Objective: Glutamate plays an essential role in neuronal cell death in many neurological disorders. In this study, we examined both glucose metabolism and cerebral blood flow in the same rat following infusion of glutamate or ibotenic acid using the dual-tracer technique. The effects of MK-801, an NMDA receptor antagonist, and NBQX, an AMPA-kainate receptor antagonist, on the changes in the glucose metabolism and cerebral blood flow induced by glutamate were also examined. Methods: The rats were microinjected with glutamate (1 μmol/μl, 2 μl) or ibotenic acid (10 μg/μl, 1 μl) into the right striatum, and dual-tracer autoradiograms of [¹⁸F]FDG and [¹⁴C]IMP were obtained.
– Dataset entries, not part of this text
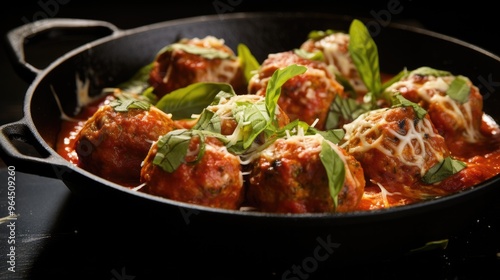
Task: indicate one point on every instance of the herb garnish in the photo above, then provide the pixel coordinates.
(442, 170)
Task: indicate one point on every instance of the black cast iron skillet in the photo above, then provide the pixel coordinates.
(29, 143)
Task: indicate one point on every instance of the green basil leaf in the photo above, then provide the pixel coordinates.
(335, 169)
(400, 101)
(248, 61)
(139, 81)
(253, 120)
(184, 102)
(428, 71)
(459, 89)
(364, 53)
(443, 170)
(172, 149)
(277, 80)
(208, 121)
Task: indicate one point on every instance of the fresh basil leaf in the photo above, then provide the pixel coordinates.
(273, 89)
(248, 61)
(459, 89)
(125, 101)
(432, 245)
(428, 71)
(172, 149)
(139, 81)
(335, 169)
(184, 102)
(400, 101)
(443, 170)
(208, 53)
(395, 78)
(317, 56)
(364, 53)
(208, 121)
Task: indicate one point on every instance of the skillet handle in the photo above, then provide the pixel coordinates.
(20, 149)
(17, 37)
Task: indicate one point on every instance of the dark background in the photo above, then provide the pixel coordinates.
(64, 239)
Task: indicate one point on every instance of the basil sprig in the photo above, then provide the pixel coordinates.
(364, 53)
(443, 170)
(335, 169)
(400, 101)
(184, 102)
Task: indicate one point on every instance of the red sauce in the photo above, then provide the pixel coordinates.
(482, 158)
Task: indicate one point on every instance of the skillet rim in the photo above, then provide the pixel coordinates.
(427, 206)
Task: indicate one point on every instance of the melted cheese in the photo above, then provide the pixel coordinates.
(369, 124)
(433, 91)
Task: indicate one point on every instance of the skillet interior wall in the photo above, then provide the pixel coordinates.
(474, 24)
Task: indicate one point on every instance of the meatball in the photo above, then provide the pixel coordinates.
(214, 180)
(458, 121)
(196, 60)
(113, 144)
(307, 96)
(335, 49)
(394, 146)
(289, 177)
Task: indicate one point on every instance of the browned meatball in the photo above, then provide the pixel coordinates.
(215, 180)
(289, 177)
(196, 60)
(113, 144)
(394, 146)
(307, 96)
(335, 49)
(457, 121)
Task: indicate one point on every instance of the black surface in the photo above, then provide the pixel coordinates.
(59, 236)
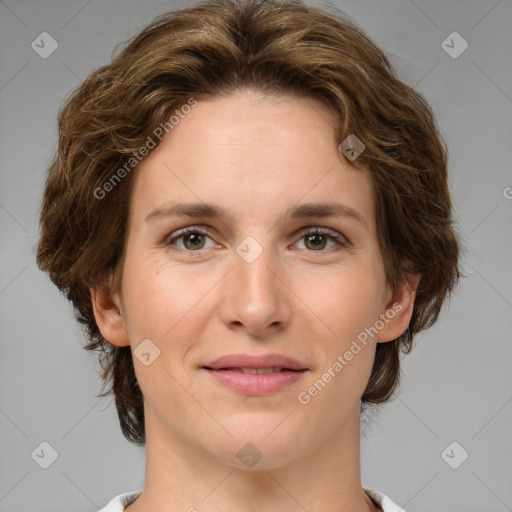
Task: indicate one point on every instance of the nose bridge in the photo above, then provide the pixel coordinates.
(254, 264)
(256, 298)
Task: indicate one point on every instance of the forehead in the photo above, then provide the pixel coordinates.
(257, 155)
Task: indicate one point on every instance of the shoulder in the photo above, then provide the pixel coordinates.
(383, 501)
(121, 501)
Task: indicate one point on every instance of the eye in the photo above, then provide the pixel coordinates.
(316, 239)
(193, 239)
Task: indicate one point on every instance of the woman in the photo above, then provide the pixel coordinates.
(250, 215)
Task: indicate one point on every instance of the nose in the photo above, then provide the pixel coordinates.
(256, 299)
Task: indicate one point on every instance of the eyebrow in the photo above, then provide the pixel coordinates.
(198, 210)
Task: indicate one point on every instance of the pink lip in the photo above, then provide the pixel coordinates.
(227, 371)
(248, 361)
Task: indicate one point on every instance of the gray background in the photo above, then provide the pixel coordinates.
(457, 383)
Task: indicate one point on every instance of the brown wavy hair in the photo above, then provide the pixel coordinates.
(213, 49)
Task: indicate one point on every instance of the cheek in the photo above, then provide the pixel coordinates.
(344, 300)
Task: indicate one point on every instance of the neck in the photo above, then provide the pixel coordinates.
(180, 475)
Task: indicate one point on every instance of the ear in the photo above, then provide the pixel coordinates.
(398, 308)
(109, 316)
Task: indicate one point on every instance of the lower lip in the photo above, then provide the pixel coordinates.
(256, 384)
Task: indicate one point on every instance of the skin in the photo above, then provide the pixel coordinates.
(197, 300)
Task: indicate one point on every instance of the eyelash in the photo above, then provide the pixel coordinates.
(339, 239)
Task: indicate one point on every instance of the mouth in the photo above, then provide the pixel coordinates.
(255, 375)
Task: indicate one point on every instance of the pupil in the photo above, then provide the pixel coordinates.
(194, 239)
(319, 241)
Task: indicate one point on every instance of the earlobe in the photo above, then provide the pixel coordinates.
(398, 309)
(109, 318)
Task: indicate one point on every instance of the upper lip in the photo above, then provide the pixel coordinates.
(249, 361)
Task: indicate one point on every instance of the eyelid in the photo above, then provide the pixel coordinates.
(335, 236)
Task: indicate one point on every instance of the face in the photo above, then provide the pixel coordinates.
(265, 276)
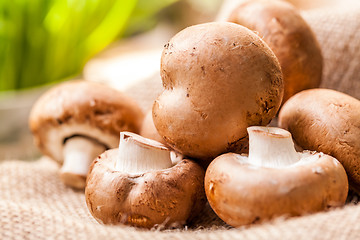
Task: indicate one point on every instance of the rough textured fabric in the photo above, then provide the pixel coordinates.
(338, 32)
(34, 204)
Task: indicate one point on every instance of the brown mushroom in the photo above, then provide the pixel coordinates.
(219, 78)
(148, 129)
(327, 121)
(138, 185)
(289, 36)
(273, 180)
(76, 121)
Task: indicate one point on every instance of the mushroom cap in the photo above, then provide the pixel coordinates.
(219, 78)
(166, 197)
(148, 129)
(243, 194)
(81, 108)
(281, 26)
(327, 121)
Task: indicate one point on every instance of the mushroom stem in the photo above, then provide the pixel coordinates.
(79, 152)
(138, 154)
(271, 147)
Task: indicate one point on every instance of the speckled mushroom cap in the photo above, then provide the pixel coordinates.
(148, 128)
(82, 108)
(219, 78)
(242, 194)
(165, 197)
(328, 121)
(281, 26)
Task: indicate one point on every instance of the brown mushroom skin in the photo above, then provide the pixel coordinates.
(219, 78)
(281, 26)
(328, 121)
(83, 102)
(148, 129)
(166, 197)
(241, 194)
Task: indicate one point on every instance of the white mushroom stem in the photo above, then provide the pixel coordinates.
(78, 152)
(138, 154)
(271, 147)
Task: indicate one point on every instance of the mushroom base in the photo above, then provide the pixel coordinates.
(164, 197)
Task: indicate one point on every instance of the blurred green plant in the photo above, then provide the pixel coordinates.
(43, 41)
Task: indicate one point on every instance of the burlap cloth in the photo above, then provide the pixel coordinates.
(35, 205)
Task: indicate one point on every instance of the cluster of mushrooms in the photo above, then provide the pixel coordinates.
(206, 136)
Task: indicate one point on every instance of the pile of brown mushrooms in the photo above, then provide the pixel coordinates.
(223, 84)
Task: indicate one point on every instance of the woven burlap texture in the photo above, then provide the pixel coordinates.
(34, 204)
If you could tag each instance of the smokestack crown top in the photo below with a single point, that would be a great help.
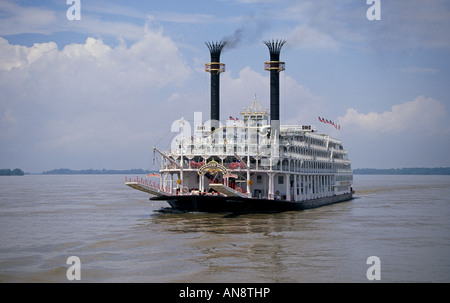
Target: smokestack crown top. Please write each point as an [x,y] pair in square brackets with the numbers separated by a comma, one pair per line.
[274,48]
[215,48]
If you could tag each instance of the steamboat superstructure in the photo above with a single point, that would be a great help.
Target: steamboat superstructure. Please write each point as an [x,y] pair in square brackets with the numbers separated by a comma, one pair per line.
[251,162]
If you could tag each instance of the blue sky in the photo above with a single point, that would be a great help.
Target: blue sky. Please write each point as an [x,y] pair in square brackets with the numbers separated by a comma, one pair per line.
[100,92]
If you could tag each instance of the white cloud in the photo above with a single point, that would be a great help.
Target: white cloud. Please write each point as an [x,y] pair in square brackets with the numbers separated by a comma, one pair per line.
[420,114]
[85,99]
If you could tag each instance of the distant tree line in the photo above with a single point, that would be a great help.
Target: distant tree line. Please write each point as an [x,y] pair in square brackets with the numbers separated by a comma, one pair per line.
[9,172]
[67,171]
[403,171]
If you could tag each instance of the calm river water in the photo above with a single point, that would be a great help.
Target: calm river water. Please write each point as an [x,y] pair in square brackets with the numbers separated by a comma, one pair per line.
[120,236]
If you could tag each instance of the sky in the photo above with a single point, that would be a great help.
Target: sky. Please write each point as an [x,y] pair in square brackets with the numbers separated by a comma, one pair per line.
[101,91]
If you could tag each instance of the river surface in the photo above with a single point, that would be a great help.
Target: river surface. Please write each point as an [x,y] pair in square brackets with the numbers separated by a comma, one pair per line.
[120,236]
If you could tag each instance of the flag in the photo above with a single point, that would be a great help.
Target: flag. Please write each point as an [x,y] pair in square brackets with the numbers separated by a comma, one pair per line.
[323,120]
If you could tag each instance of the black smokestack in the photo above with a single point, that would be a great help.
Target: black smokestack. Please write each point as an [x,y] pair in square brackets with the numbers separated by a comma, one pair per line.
[215,68]
[274,66]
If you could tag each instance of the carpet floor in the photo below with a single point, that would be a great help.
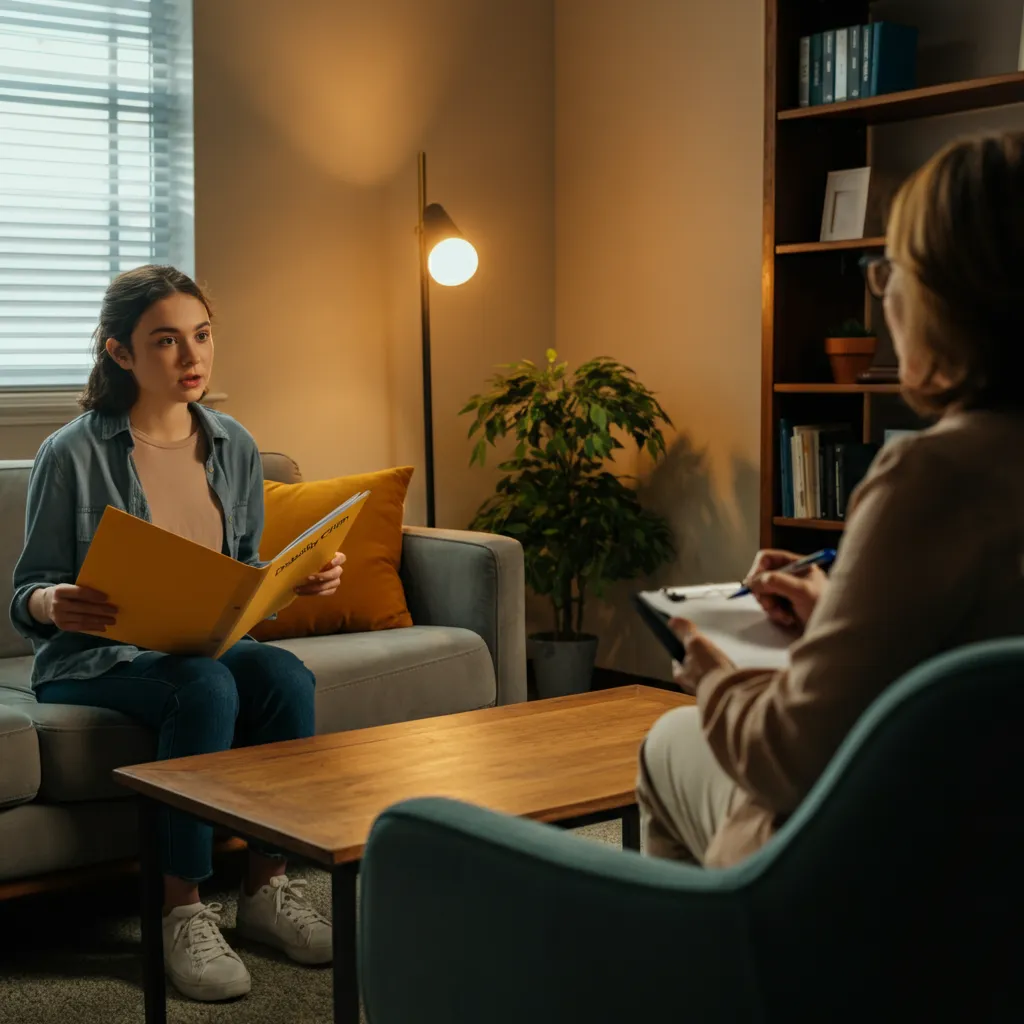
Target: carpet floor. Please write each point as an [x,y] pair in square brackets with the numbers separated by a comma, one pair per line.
[74,958]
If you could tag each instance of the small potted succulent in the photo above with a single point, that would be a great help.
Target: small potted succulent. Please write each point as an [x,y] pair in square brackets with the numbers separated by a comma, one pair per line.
[850,348]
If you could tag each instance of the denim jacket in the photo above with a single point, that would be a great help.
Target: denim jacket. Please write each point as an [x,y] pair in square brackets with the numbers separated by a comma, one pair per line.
[81,469]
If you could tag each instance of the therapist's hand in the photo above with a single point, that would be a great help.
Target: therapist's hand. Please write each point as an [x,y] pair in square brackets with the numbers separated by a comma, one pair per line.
[787,600]
[701,656]
[325,583]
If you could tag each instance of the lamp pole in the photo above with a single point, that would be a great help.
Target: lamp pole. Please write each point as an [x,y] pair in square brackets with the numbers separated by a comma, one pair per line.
[428,410]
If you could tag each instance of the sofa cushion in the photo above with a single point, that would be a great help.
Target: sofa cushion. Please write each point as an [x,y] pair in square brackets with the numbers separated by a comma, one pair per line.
[15,676]
[79,748]
[18,757]
[366,679]
[36,839]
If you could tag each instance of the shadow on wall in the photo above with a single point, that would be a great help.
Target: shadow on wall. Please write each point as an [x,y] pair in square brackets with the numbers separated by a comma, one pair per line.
[716,539]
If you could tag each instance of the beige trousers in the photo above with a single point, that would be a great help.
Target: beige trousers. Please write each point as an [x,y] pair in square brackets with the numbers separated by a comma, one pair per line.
[682,792]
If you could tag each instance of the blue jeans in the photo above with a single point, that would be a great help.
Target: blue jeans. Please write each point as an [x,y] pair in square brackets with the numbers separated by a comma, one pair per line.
[253,694]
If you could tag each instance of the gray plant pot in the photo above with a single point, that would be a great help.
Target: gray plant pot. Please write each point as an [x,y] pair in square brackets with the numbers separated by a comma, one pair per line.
[562,667]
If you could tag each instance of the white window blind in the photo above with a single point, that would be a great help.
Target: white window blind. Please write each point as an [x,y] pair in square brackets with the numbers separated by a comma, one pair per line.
[96,169]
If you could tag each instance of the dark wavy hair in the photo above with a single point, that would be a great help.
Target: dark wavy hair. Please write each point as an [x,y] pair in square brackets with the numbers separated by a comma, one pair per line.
[111,389]
[957,226]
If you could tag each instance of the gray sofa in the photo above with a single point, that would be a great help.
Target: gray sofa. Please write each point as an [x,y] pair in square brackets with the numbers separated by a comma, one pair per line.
[58,806]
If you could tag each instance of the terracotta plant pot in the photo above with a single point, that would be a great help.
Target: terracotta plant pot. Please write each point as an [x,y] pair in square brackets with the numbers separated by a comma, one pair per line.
[850,356]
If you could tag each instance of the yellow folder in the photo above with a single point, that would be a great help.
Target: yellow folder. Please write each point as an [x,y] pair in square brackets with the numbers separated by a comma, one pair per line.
[178,597]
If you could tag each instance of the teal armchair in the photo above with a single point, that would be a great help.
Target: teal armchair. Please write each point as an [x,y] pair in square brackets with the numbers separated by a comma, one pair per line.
[893,893]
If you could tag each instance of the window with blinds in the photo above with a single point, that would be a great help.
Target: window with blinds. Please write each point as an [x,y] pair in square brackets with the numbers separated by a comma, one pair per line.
[96,169]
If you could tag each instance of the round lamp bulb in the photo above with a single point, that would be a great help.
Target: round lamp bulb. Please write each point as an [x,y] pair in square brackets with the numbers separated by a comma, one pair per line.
[453,261]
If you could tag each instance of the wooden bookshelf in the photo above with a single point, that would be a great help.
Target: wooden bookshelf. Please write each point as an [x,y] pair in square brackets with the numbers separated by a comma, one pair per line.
[796,248]
[837,388]
[930,101]
[808,287]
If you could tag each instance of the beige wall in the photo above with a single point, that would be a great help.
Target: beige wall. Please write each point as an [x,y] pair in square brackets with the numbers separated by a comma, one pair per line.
[308,117]
[658,168]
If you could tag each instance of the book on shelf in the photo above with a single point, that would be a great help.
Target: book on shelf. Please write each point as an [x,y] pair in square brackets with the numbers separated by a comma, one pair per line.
[785,467]
[853,61]
[866,56]
[817,44]
[856,61]
[828,68]
[852,460]
[893,434]
[894,57]
[805,72]
[842,55]
[819,466]
[879,375]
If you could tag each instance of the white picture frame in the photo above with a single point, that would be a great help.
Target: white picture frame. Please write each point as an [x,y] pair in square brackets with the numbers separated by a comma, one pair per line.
[846,204]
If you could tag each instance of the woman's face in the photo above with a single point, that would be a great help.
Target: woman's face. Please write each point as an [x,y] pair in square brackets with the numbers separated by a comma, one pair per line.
[171,350]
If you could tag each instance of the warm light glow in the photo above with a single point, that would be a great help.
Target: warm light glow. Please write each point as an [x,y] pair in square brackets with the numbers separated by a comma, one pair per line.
[453,261]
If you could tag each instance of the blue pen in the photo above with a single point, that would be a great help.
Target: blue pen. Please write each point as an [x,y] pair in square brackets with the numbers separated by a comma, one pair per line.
[823,558]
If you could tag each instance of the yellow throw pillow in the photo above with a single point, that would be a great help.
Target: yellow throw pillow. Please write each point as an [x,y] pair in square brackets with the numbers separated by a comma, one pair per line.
[370,596]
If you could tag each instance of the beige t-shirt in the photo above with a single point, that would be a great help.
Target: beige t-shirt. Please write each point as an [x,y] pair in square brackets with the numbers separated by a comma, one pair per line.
[174,480]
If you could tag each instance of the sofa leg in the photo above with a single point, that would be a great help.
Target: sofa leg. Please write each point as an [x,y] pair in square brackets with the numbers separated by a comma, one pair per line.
[631,827]
[153,907]
[344,879]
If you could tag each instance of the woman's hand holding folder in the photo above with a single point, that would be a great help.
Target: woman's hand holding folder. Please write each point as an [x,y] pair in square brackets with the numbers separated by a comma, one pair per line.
[325,583]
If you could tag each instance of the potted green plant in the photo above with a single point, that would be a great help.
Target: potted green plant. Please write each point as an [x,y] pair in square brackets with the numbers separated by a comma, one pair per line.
[580,523]
[850,348]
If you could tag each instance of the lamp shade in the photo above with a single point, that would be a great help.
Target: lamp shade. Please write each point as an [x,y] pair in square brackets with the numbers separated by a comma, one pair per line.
[451,259]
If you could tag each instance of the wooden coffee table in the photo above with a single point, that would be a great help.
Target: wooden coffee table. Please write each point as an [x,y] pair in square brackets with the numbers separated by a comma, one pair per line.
[570,761]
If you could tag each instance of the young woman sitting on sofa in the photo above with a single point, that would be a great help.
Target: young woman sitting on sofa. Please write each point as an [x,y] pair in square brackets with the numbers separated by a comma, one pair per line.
[144,444]
[933,553]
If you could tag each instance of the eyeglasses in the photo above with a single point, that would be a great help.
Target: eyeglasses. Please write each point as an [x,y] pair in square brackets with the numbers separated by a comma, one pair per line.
[878,270]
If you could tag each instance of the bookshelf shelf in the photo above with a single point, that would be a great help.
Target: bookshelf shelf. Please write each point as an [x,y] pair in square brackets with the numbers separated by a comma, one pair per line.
[830,524]
[797,248]
[932,100]
[837,388]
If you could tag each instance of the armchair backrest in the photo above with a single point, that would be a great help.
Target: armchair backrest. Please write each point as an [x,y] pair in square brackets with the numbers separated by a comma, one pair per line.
[901,873]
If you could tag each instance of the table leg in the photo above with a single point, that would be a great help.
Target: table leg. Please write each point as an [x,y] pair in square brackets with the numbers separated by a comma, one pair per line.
[153,912]
[631,827]
[346,981]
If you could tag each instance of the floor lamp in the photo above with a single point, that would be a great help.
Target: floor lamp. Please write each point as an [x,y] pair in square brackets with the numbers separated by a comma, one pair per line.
[451,260]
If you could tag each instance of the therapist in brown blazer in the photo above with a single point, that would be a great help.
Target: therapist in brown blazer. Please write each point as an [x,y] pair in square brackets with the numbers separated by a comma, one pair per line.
[933,555]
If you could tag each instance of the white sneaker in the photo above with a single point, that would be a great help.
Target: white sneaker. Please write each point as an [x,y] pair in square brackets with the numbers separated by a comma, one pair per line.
[198,960]
[280,915]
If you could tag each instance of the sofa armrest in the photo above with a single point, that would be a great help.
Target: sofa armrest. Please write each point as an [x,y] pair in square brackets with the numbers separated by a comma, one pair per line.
[468,915]
[477,582]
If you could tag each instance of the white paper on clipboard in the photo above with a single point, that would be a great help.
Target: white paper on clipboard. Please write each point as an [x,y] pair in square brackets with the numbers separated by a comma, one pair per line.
[739,627]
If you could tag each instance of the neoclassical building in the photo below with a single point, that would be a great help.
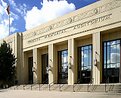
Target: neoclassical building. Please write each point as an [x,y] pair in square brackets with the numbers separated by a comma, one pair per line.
[81,47]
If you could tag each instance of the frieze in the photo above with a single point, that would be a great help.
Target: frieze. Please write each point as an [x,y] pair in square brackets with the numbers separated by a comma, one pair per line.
[101,9]
[81,25]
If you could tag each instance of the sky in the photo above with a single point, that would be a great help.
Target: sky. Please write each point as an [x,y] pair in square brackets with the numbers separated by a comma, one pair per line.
[27,14]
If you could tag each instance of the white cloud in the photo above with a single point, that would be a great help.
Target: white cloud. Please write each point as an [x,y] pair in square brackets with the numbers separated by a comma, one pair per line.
[49,11]
[4,20]
[19,9]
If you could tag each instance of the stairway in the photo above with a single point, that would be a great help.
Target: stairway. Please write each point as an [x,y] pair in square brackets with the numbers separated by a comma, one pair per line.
[110,88]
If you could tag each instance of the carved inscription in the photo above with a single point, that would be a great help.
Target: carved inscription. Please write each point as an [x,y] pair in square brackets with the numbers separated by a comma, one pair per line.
[101,9]
[81,25]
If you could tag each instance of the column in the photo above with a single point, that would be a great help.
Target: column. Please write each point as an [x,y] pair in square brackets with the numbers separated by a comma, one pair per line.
[36,66]
[51,66]
[96,58]
[71,62]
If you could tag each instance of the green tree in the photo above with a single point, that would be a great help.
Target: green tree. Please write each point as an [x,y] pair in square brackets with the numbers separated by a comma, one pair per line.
[7,65]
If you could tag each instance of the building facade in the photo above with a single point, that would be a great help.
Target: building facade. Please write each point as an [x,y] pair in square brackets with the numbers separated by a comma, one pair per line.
[81,47]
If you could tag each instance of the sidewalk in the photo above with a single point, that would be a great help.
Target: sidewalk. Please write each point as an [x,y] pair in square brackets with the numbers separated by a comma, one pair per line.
[53,94]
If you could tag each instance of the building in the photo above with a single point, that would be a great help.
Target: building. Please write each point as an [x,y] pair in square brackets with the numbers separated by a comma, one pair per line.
[81,47]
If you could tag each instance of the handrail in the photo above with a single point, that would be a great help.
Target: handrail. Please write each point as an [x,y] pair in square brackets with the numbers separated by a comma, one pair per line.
[106,82]
[42,84]
[90,83]
[60,86]
[50,84]
[74,85]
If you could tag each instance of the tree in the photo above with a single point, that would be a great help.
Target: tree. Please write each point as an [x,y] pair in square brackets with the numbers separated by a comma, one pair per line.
[7,64]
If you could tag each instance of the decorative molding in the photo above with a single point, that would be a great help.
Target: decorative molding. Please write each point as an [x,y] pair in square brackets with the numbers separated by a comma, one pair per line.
[81,25]
[101,9]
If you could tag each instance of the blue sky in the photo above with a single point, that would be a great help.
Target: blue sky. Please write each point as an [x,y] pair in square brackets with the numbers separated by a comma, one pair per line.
[27,14]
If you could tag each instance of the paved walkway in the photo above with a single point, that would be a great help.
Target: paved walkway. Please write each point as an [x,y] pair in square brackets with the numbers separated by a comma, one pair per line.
[52,94]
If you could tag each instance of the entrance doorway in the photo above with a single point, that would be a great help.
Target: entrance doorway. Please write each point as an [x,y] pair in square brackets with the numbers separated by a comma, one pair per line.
[63,66]
[85,64]
[111,61]
[30,72]
[45,68]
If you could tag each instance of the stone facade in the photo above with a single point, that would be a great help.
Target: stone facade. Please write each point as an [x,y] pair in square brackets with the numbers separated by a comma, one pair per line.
[93,24]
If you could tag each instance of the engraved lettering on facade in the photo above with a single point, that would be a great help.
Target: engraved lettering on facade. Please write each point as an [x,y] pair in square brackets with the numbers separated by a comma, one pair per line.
[84,24]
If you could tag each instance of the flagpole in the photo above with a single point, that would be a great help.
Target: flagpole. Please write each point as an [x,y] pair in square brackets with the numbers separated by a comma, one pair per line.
[8,11]
[9,23]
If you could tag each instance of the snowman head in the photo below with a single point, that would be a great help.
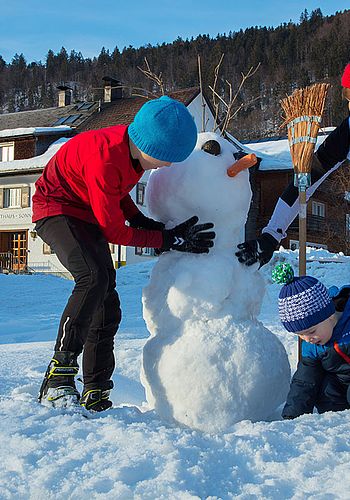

MK-801 and NBQX were injected intravenously about 45 and 30 min, respectively, after the infusion of glutamate. Results: De-coupling of blood flow and metabolism was noted in the glutamate-infused hemisphere (as assessed by no alteration of [¹⁸F]FDG uptake and significant decrease of [¹⁴C]IMP uptake). Pretreatments with MK-801, NBQX, or combined use of MK-801 and NBQX did not affect the de-coupling of the blood flow and metabolism induced by glutamate. A histochemical study revealed that about 20% neuronal cell death had occurred in the striatum at 105 min after the infusion of glutamate. In addition, a significant increase of the [¹⁸F]FDG uptake and decrease of [¹⁴C]IMP uptake were also seen in the rat brain infused with ibotenic acid. Conclusion: These results indicate that glutamate and ibotenic acid caused a significant de-coupling of blood flow and glucose metabolism in the intact rat brain during the early phase of neurodegeneration. It is necessary to evaluate the relation between metabotropic glutamate receptors and de-coupling of blood flow and metabolism.